JPPF Issue Tracker
Please log in to bookmark issues
CLOSED  Enhancement JPPF-413  -  Job stuck when dispatched to a peer driver with no node
Posted Sep 23, 2015 - updated Aug 15, 2018
icon_info.png This issue has been closed with status "Closed" and resolution "RESOLVED".
Issue details
  • Type of issue
  • Status
  • Assigned to
  • Type of bug
    Not triaged
  • Likelihood
    Not triaged
  • Effect
    Not triaged
  • Posted by
  • Owned by
    Not owned by anyone
  • Category
  • Resolution
  • Priority
  • Reproducability
  • Severity
  • Targetted for
    icon_milestones.png JPPF 5.0.x
Issue description
From this forum thread: in a topology with 2 drivers connected to each other, where one of the drivers doesn't have any node, if a job is dispatched to that driver, it will never be executed and will just hang.
Steps to reproduce this issue
see description

Comment posted by
Sep 23, 08:11
We can distinguish 2 use cases:

1) One of the drivers is used solely as failover, as is the case in the originating forum thread.
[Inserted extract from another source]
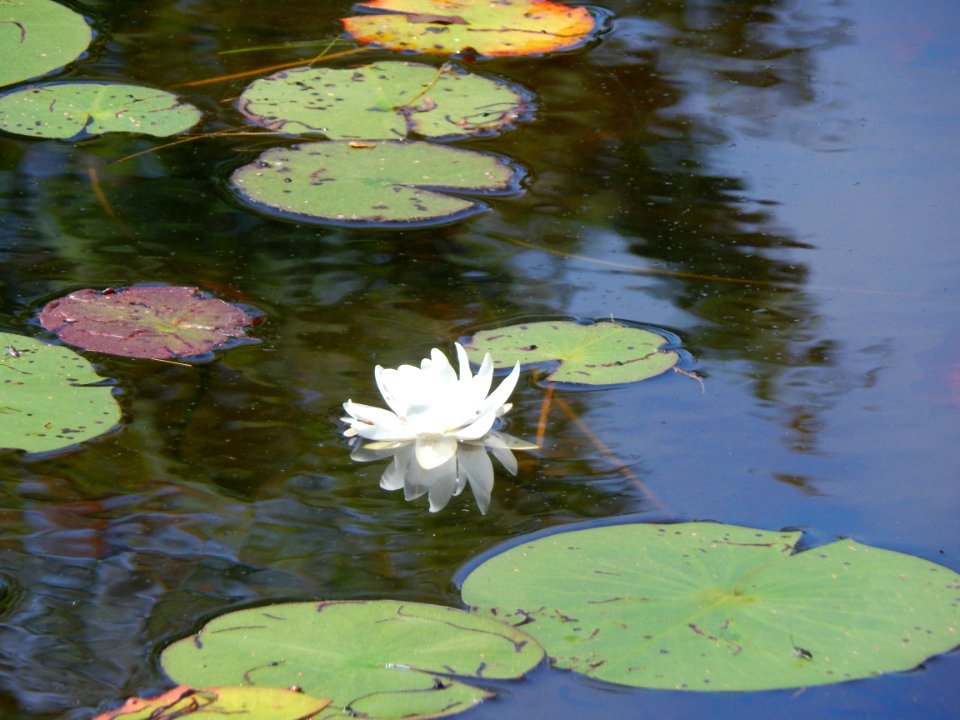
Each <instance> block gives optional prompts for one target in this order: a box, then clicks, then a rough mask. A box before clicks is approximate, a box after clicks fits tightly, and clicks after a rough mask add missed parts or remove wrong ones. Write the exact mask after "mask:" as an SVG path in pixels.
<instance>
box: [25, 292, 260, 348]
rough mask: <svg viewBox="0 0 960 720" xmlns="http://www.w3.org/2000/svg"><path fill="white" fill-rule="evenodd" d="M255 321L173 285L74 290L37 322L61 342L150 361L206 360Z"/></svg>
mask: <svg viewBox="0 0 960 720" xmlns="http://www.w3.org/2000/svg"><path fill="white" fill-rule="evenodd" d="M255 320H256V318H255V316H253V315H251V314H250V313H248V312H246V311H245V310H243V309H241V308H239V307H237V306H236V305H231V304H230V303H227V302H224V301H223V300H217V299H216V298H212V297H210V296H209V295H207V294H206V293H203V292H201V291H199V290H197V289H196V288H192V287H176V286H173V287H170V286H146V287H132V288H126V289H121V290H113V289H107V290H104V291H102V292H100V291H97V290H92V289H85V290H78V291H77V292H73V293H70V294H69V295H67V296H66V297H62V298H59V299H57V300H53V301H52V302H50V303H48V304H47V305H46V307H44V308H43V310H42V311H41V312H40V324H41V325H42V326H43V327H44V328H45V329H47V330H50V331H52V332H55V333H56V334H57V336H58V337H59V338H60V339H61V340H63V341H64V342H66V343H69V344H71V345H76V346H77V347H81V348H84V349H85V350H94V351H96V352H103V353H110V354H111V355H123V356H124V357H136V358H151V359H155V360H165V359H169V358H184V357H189V358H193V359H206V358H203V357H202V356H206V355H208V354H209V353H210V352H211V351H212V350H213V349H215V348H218V347H222V346H224V345H225V344H227V343H232V344H235V343H236V341H237V340H239V339H243V338H244V331H245V330H246V328H247V327H248V326H249V325H251V324H252V323H253V322H254V321H255ZM198 356H200V357H198Z"/></svg>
In this situation an easy fix would be to make the other driver server mark it as a peer (e.g. "jppf.driver.peer = true") in the information available to execution policies. Then it is enough to set the job with an appropriate exeuction policy to work around the issue, like this:
JPPFJob job = new JPPFJob();
job.getSLA().setExecutionPolicy(new Equal("jppf.peer.driver", false));
This is the solution I will implement for JPPF 3.3.7 as it satisfies the scenario in the forum thread.

2) In the general case, for instance when the peer initially has some nodes attached, then for any reason the nodes get disconnected, there are several possibilities:
  • in the more recent versions, we can use a job dispatch timeout to cause the job dispatch to be resubmitted and hope that it will be resubmitted to a driver with nodes attached
  • a more efficient, but more complex and time-consuming, solution, would be to have a monitoring of the peer driver so the submitting driver knows how many nodes it has and can choose to reject it for scheduling. I might register this as a new feature for JPPF 5.2, as we are already horribly late for 5.1.
Comment posted by
Sep 29, 08:49
Fixed in: